Technologisches Gewerbemuseum in Wien
–
1922 baut Hermann Papst zusammen mit einem Freund ein Motorfahrrad mit selbsterdachter Wälzfederung. Ausgestattet wird das Gefährt mit einem regelbaren Filmflächenvergaser, eine für die damalige Zeit sensationelle Lösung. Das Motorfahrrad wird für den Straßenverkehr amtlich zugelassen.
Kein Zweifel: Hermann Papst hätte in seinen ersten Anfängen als Konstrukteur das Motorfahrrad oder wie wir heute sagen: das Mofa – erfunden, wenn nicht ein anderer, von dem er damals wohl nichts wusste, eine ähnliche Konstruktion schon bereits erprobt hatte.
–
Das von Hermann Papst 1923 gebaute Motorfahrrad mit selbsterdachter Wälzfederung war amtlich zum Verkehr zugelassen. Es wurde bei einer Fahrt über die Treppen des Parlaments in Wien einer straziösen Belastungsprobe unterzogen
Mit dem Abschlussexamen am TGM erwirbt er durch eine Zusatzprüfung im sprachlichen Bereich die Matura.
In Sprache, Geschichte, Geographie- und Elektrochemie liegen die Noten bei befriedigend, in der Hochfrequenztechnik, in der Maschinenkunde und im Fachzeichnen glänzt er dagegen jeweils mit dem selten vergebenen Prädikat vorzüglich.

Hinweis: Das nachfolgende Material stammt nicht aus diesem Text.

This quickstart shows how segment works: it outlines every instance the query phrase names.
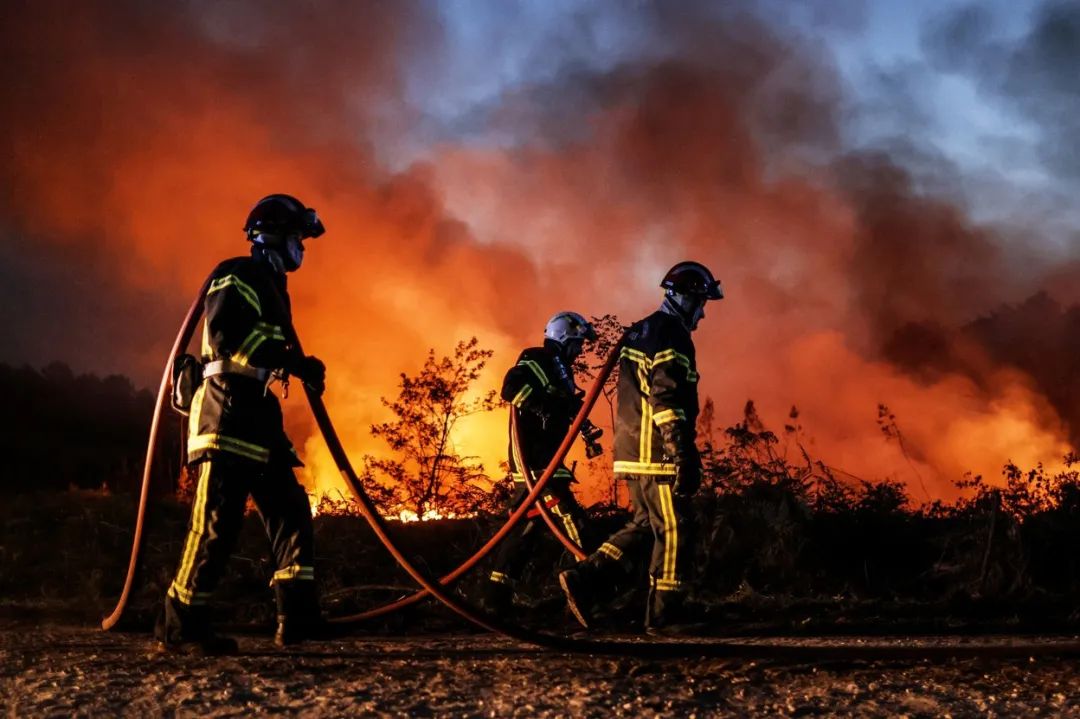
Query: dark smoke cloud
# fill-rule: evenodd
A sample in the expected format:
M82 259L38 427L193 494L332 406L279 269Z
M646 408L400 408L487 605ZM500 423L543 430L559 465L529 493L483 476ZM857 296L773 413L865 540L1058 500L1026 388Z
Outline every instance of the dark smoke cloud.
M934 67L971 78L980 90L1034 122L1040 154L1055 175L1080 181L1080 3L1050 1L1020 38L1003 37L977 4L930 25L923 46Z
M440 43L413 2L15 1L0 27L0 356L140 382L255 199L325 195L321 154L379 181L365 138Z
M0 81L18 109L0 110L0 226L32 247L5 253L0 302L25 311L4 352L102 337L116 369L153 378L164 315L243 252L251 202L281 189L329 227L292 291L351 449L370 450L377 397L429 347L481 335L500 374L556 310L650 311L686 257L730 290L699 340L720 421L747 397L784 416L795 403L828 459L895 476L906 462L874 424L888 402L942 494L973 448L991 464L1059 449L994 326L958 329L1038 286L1032 245L973 219L932 147L848 147L827 49L768 22L775 4L588 5L566 42L588 45L616 13L633 52L598 67L561 48L577 59L459 119L461 136L511 149L448 141L392 172L380 137L430 123L402 86L406 62L438 62L430 10L5 5ZM470 451L501 452L502 423Z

Den Freiraum zum eigenen Forschen und Experimentieren hat er vor allem dem Direktor des TGM August Grau zu verdanken. Hermann Papst hat lebenslang von diesen Jahren am Technologischen Gewerbemuseum geschwärmt und verdankt seinen damaligen Lehrern wichtige Impulse für sein späteres Forschen und Arbeiten.
–
Struktur und Disziplin in Arbeitsvorgängen
Er hat in diesen Wiener Anfängen den Arbeitscharakter des technischen Entwickelns, Konstruierens und Erfindens begriffen. Erlernt und verinnerlicht hat er auch den Drang, seine Zeit zu nutzen und den Wettlauf mit anderen, der die Geschichte der Technik kennzeichnet, aufzunehmen.
Für fünfzehn Monate vom 1. August 1920 bis zum 16. Oktober 1921 sind Tagebuchaufzeichnungen von Hermann Papst erhalten. Diese Aufschriebe will er als Zufriedenheitsbuchhaltung nutzen. Er will damit bewirken, dass er seine Zeit intensiver nutzt. Die ganze Konzentration richtet sich auf die Entwicklung und Fertigung einer Polfolgemaschine. Je nachdem wie viel er an der Maschine getan hat notiert er am Abend, wie zufrieden er mit seiner Leistung ist.
Mal schafft er wenig und ist nur zu einem Viertel zufrieden. Wenn er mehr an der Maschine arbeiten konnte zu drei vierteln usw.
Neubau des Technologischen Gewerbemuseums in Wien, Wexstr. 19-23 (Zustand um 2000)
———
–
Zur Ausbildung der Erfinderpersönlichkeit
Das Konstruieren und das handwerklich-technische Erproben werden ihm zu einem lebenslangen Bedürfnis. Die Tage werden am Ertrag der Entwicklungsarbeit gemessen, das Private, die Freizeit und Erholung wird den höherrangigen Arbeiten am laufenden Projekt untergeordnet.
Im Grunde zielt sein Streben auch nicht auf die einzelne Erfindung als Endpunkt und Erfolgserlebnis seines Denkens und Forschens. Der Weg der Erkenntnis und die ständige geistige Anstrengung gelten für Hermann Papst mehr als das Ziel.